Jantung Tamam seolah berhenti berdetak, saat telinganya mendengar suara d*sahan dari dalam rumah kosong itu. Tangannya seketika mengepal. Amarahnya seketika naik ke ubun-ubun. 

Gendang telinganya tahu betul, bagaimana suara istrinya. Dia tahu betul bagaimana des*han istrinya. 

Nabilla yang memang sudah berjalan menuju ke rumahnya, ia juga ikut menghentikan langkahnya. Menoleh ke arah papanya. 

"Aku ke rumah Nathan saja kalau gitu, mau kasih tahu dia, kalau papanya sedang sama mamaku di rumah kosong itu. Awas saja kamu Nathan! Awas saja kalau sampai papamu ngapa-ngapain mamaku, habis di sekolahan kamu aku bikin!" ucap Nabilla geram, tanpa mikir panjang lagi, Nabilla berlari cepat menuju ke rumah teman sekelasnya, yang memang rumah mereka masih satu lorong. 

Saat Nabilla bergegas ke rumah Nathan, Tamam terus melangkah menuju ke rumah kosong itu. Rumah kosong yang tak jauh dari rumahnya sendiri. Ia tak tahu jika anaknya tak jadi pulang ke rumah. 

Tamam memang sudah tak memperhatikan Nabilla lagi. Yang ia tahu pokoknya Nabilla sudah pulang ke rumahnya. Karena dia berpikiran Nabilla adalah anak yang nurut.

Suara d*sahan istrinya semakin terdengar jelas di gendang telinganya. Cukup membakar hatinya, yang kini benar-benar tersulut emosi. 

Langkah kakinya semakin dekat. Ia berada di ambang pintu rumah kosong itu. Telinganya semakin terasa panas, saat des*han kedua insan yang sedang di bercinta itu, semakin memanas. 

Bukan hanya telinga saja yang panas, tapi hati juga tak kalah panas. Napasnya memburu hebat. Tangannya pun semakin mengepal kuat. Dadanya naik turun kayak role coaster. 

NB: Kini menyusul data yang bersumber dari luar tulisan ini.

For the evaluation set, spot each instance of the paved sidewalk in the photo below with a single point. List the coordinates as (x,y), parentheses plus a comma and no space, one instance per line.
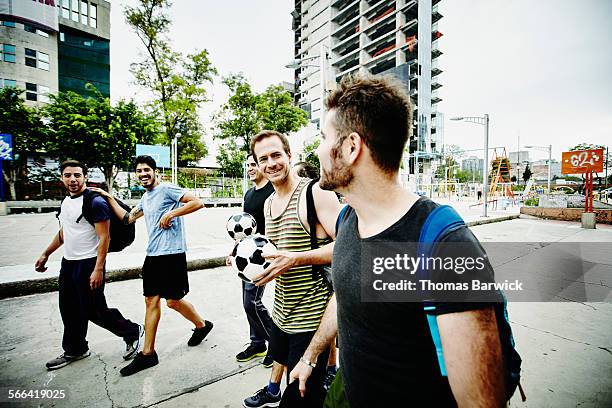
(28,234)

Tangannya kemudian meraih handle, membukanya dengan napas yang semakin memburu hebat. 

Brakkk! 

Dengan penuh amarah, pintu itu terbuka dengan mudahnya. Karena memang tak dikunci. 

Dua insan yang sedang meluapkan nafsunya, bahkan belum mecapai klimaks, seketika terkejut bukan main. Seketika menoleh bersamaan ke arah pintu terbuka itu. Meraka sama-sama terkejut, sama-sama sedang bersatu. 

"Mas Tamam?" ucap Arsilla, matanya seketika membelalak. Pun Anton tak kalah membelalak. 

Anton dengan cepat menarik badannya yang memang sudah menindih istri tetangganya itu. Dia kebingungan ingin mencari bajunya. Dalam keadaan bingung, mencari apa bajunya terasa kebingungan.

Melihat Anton masih kebingungan, Tamam segera mendekat dengan langkah kasar. Tangannya semakin mengepal kuat, matanya menyalang merah. 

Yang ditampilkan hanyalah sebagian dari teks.